Additionally, the reduction or absence of oil while air frying helps cut back on the total fat.
"For those who are watching fat intake for medical reasons, air fryers can help you create fried foods that are lower in overall fat content," Rachael Hartley, a registered dietitian and author of "Gentle Nutrition," told Insider.
Reducing fat and calorie intake can help a person lose weight and eat healthier when compared to eating fried foods. Therefore, air fryers can be helpful for people who are tracking their calories and their fat intake.
But some experts say there are no guarantees air frying is a healthier way to cook
The health benefits of air fryers have their limits because they don't necessarily promote or guarantee a healthy diet.
If you're turning to an air fryer every day to cook every meal, you're not necessarily eating healthier, according to Hartley. Sure, the process makes some recipes a healthier alternative, but it doesn't add nutritional value. Similarly, it doesn't make an unhealthy dish a smart choice. At the end of the day, air-fried breaded chicken is still breaded chicken - grilled chicken would be the healthier option.

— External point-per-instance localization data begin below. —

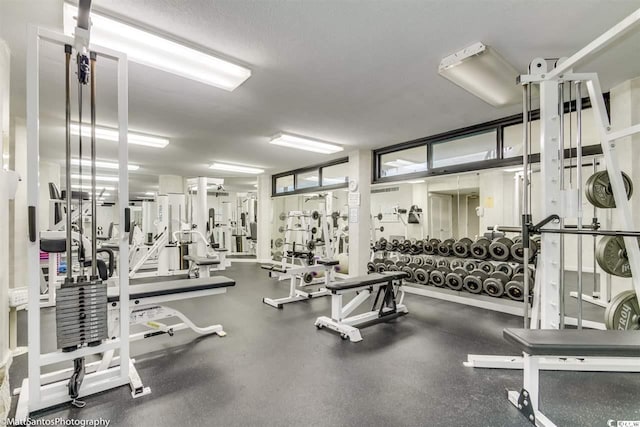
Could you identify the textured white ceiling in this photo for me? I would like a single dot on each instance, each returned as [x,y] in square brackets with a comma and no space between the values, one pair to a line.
[360,73]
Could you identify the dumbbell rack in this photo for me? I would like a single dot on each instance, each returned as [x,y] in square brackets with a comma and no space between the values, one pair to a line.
[393,258]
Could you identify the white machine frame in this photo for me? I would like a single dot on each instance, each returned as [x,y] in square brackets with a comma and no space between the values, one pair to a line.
[36,392]
[346,325]
[546,313]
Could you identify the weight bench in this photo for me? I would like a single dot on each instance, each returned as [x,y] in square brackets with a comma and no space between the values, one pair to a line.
[195,262]
[305,274]
[388,292]
[147,309]
[538,344]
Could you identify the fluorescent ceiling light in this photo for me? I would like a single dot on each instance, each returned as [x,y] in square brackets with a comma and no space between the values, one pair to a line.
[98,177]
[88,187]
[157,52]
[482,71]
[111,134]
[102,164]
[399,163]
[235,168]
[304,143]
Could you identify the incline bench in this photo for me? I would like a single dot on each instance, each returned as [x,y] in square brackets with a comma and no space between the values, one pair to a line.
[388,291]
[537,344]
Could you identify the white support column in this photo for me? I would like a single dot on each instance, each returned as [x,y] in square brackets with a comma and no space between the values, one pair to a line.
[265,213]
[201,214]
[550,176]
[359,212]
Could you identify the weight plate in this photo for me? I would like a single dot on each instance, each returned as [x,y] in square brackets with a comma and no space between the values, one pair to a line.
[599,192]
[611,255]
[623,313]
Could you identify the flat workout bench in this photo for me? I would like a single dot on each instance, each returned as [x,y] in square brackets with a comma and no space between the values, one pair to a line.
[538,344]
[388,292]
[147,306]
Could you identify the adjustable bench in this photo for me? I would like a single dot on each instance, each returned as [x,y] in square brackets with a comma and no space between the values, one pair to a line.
[537,344]
[388,292]
[305,275]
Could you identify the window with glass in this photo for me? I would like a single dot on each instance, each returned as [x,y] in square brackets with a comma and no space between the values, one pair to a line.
[284,184]
[468,149]
[336,174]
[404,162]
[308,179]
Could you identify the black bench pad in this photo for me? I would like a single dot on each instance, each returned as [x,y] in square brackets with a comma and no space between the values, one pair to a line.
[171,287]
[198,260]
[366,280]
[571,342]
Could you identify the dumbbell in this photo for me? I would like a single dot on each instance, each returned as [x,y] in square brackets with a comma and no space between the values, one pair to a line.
[430,247]
[462,247]
[499,249]
[429,260]
[474,280]
[487,267]
[445,248]
[422,274]
[442,262]
[480,248]
[517,251]
[495,283]
[505,268]
[410,273]
[455,279]
[515,287]
[438,276]
[456,263]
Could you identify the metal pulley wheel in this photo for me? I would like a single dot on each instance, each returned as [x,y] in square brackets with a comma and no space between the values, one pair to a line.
[599,192]
[461,248]
[499,249]
[445,248]
[474,280]
[480,248]
[611,255]
[623,312]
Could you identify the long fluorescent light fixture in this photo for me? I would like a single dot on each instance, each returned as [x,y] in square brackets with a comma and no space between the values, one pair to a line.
[236,168]
[111,134]
[98,178]
[479,69]
[304,143]
[88,187]
[157,52]
[102,164]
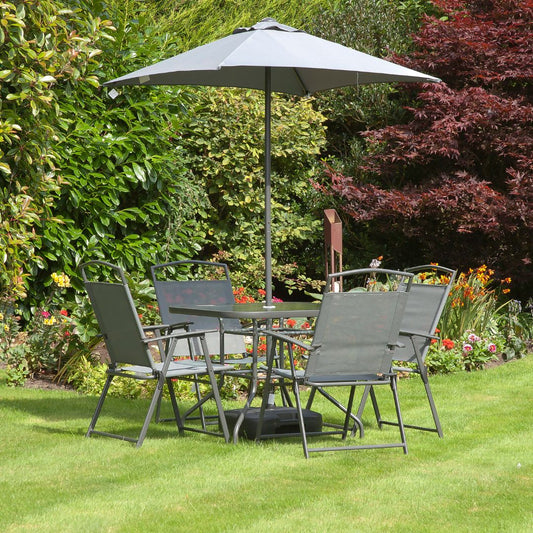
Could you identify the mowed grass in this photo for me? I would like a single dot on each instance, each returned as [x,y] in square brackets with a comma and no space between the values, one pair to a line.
[478,478]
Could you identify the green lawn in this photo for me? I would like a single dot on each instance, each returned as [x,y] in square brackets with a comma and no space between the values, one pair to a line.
[478,478]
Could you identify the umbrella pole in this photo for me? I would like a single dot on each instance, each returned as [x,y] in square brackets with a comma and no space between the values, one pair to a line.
[268,192]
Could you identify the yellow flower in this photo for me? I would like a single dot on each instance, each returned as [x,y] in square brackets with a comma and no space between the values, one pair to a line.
[61,280]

"I tell my clients that air fryers aren't necessarily healthier, it's just an easy and low mess way to cook dishes that have the satisfying crispness of fried foods," Hartley said. "Instead of thinking of them as a dieting tool, think of them as a tool for cooking simple and satisfying meals without a lot of fuss."
Hartley also added air fryers will probably not help you lose weight, saying there was "zero research" to back that up.

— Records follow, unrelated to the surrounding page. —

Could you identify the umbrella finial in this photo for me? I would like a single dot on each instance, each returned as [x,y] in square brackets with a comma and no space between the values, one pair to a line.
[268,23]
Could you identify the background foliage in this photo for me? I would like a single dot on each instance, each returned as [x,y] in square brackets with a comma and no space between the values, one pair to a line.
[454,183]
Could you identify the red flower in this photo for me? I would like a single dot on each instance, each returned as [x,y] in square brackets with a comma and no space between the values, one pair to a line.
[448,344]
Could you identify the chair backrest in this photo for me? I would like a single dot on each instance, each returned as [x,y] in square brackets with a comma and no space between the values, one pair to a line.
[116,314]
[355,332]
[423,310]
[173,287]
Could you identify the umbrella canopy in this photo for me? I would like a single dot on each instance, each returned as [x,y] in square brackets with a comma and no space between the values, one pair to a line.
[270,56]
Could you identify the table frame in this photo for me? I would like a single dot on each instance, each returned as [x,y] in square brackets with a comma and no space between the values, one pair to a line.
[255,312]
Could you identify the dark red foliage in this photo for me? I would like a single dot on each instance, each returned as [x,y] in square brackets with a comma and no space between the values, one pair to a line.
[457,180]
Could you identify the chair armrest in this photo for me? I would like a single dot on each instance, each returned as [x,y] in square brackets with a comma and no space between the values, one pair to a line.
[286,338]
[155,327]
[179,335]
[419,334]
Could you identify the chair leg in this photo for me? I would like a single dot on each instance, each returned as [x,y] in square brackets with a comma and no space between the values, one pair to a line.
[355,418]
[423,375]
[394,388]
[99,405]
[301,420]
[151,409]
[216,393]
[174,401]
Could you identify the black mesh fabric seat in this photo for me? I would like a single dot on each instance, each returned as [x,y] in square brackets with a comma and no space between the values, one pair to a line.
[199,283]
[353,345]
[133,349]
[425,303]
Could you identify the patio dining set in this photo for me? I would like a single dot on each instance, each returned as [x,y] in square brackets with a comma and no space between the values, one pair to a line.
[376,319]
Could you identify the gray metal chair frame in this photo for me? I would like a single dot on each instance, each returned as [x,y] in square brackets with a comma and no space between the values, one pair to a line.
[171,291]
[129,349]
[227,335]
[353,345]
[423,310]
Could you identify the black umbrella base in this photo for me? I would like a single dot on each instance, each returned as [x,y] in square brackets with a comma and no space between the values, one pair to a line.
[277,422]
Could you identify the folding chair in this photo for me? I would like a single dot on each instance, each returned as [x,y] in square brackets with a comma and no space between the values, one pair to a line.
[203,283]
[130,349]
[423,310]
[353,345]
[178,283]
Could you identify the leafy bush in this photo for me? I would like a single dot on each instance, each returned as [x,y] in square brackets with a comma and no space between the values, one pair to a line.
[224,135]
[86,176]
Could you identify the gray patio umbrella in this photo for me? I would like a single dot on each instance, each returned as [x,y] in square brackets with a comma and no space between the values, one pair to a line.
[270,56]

Plus, cutting oil out of your diet completely isn't always for the best.
"Although a low-fat, air-fried diet sounds enticing, you'd end up missing out on the wonderful benefits of plant-based fats such as avocado oil and olive oil," Cucuzza told the Cleveland Clinic.
While using an air fryer to replace fried foods can be healthier, there is no guarantee that your overall diet will be balanced or nutritious. If you're looking to lose weight, count calories, or keep track of fat intake, air fryers can be helpful, but they won't necessarily make you or your meals healthy.
Instead of putting an emphasis on cooking in an air fryer, experts say to focus on eating a well-balanced diet.